La claridad con la que expone sus ideas facilita la lectura, incluso cuando habla de temas poco frecuentes. Asume que no todo el mundo conectará con lo que plantea, pero aun así ofrece un camino accesible para quien quiera adentrarse en él. Aunque yo no logré adaptarme del todo a su propuesta, aprecié la calma que transmiten los relatos y la intención de mostrar un modo de relación más atento y menos filtrado por la lógica.
Los ejemplos que comparte dan estructura al libro. Muchos animales parecen expresar —según él— emociones que sus cuidadores no han sabido reconocer. Hay escenas que hablan de dolor físico, otras de vínculos profundos y algunas sorprenden por la claridad de las sensaciones descritas. Estos fragmentos sostienen la parte más emocional de la obra.
El libro transmite paciencia, empatía y un compromiso que va más allá de la consulta veterinaria. No pretende imponer una verdad absoluta; se limita a mostrar la suya, fruto de años de observación y experiencia.
A lo largo de la lectura aparece un tema recurrente, los animales no solo comparten espacio con nosotros, también pueden convertirse —según el autor— en espejos que reflejan aspectos que pasamos por alto.
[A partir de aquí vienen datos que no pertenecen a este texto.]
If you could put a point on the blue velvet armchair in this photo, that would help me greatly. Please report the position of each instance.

En la sinopsis del libro se resume esta idea con una frase significativa: “Si quieres saber cómo estás y te cuesta descubrirlo, pregúntale a quien lo sabe”. Este planteamiento, más allá de su literalidad, invita a mirar la relación afectiva con los animales desde un ángulo distinto, incluso para quienes no compartan del todo la teoría telepática. El libro abre una puerta a esa reflexión y cada lector decide hasta dónde quiere llegar.
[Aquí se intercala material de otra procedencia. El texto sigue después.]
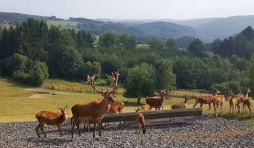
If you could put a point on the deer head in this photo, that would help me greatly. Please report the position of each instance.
(106, 94)
(63, 109)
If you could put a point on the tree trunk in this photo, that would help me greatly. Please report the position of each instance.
(138, 101)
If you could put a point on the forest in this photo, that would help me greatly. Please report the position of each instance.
(31, 52)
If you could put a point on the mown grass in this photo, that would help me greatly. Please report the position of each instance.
(63, 24)
(17, 103)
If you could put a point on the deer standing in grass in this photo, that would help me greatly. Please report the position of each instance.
(144, 108)
(245, 100)
(141, 121)
(116, 107)
(220, 100)
(95, 110)
(181, 105)
(50, 118)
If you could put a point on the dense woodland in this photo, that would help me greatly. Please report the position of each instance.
(31, 52)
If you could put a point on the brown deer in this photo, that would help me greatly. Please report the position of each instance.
(50, 118)
(116, 107)
(181, 105)
(144, 108)
(157, 101)
(95, 110)
(220, 100)
(141, 122)
(245, 100)
(234, 102)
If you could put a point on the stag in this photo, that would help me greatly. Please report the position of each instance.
(95, 110)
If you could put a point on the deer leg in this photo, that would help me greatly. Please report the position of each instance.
(209, 106)
(94, 125)
(99, 124)
(59, 126)
(195, 104)
(73, 125)
(77, 124)
(42, 129)
(37, 128)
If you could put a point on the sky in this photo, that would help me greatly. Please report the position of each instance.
(131, 9)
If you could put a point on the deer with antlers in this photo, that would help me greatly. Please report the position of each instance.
(95, 110)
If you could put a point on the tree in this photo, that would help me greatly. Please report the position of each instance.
(165, 79)
(140, 82)
(32, 39)
(196, 47)
(251, 72)
(107, 39)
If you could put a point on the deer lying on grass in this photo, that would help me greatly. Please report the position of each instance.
(95, 110)
(144, 108)
(156, 102)
(141, 122)
(50, 118)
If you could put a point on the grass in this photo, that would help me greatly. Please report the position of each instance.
(21, 103)
(63, 24)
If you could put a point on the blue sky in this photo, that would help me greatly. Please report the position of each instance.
(131, 9)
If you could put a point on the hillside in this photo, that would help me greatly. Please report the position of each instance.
(166, 29)
(223, 27)
(207, 29)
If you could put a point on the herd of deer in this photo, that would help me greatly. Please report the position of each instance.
(94, 111)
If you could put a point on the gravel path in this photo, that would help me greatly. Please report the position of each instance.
(213, 132)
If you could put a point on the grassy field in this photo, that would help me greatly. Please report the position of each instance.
(63, 24)
(21, 103)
Esa libertad interpretativa explica por qué Mi mascota me habla encaja en perfiles de lectura tan distintos. Quien busque un manual práctico encontrará ejercicios sencillos para entrenar la percepción. Quien prefiera un enfoque emocional hallará relatos que invitan a observar a los animales con más atención. Y quien tenga curiosidad por propuestas menos convencionales disfrutará de una perspectiva que rompe con lo habitual.
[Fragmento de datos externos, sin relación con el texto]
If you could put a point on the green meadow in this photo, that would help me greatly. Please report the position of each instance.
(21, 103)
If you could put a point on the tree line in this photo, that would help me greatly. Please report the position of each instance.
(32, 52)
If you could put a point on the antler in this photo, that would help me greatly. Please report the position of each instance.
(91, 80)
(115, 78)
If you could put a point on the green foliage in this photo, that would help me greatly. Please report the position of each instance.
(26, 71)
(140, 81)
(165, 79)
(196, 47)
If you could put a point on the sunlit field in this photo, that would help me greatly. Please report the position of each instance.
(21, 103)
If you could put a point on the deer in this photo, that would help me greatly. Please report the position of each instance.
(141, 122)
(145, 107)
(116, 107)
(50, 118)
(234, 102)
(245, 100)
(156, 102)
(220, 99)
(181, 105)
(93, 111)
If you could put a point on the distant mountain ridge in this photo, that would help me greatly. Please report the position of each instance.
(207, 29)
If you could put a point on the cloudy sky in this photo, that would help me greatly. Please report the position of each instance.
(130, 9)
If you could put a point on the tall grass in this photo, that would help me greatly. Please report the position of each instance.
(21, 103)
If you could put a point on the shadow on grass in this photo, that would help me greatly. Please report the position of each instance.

La propuesta de Íñigo Campillo Romeu invita a detenerse y escuchar. La telepatía, en su planteamiento, no es un fenómeno extraordinario; es una manera de conectar desde la presencia y la intuición.
Leyendo el libro tienes la sensación de estar adentrándote en un territorio peculiar. No es necesario coincidir con todas las ideas del autor para apreciar su intento de construir un puente entre humanos y animales desde la escucha profunda. Si algo consigue esta obra es recordar que el vínculo con nuestras mascotas aún encierra un espacio por descubrir, y que cada lector puede encontrar en él una chispa de curiosidad o un nuevo modo de mirar.
Mi mascota me habla no busca convencer, propone. Y esa propuesta merece ser explorada por quien sienta que, en el silencio de los animales, quizá habita algo más de lo que solemos percibir.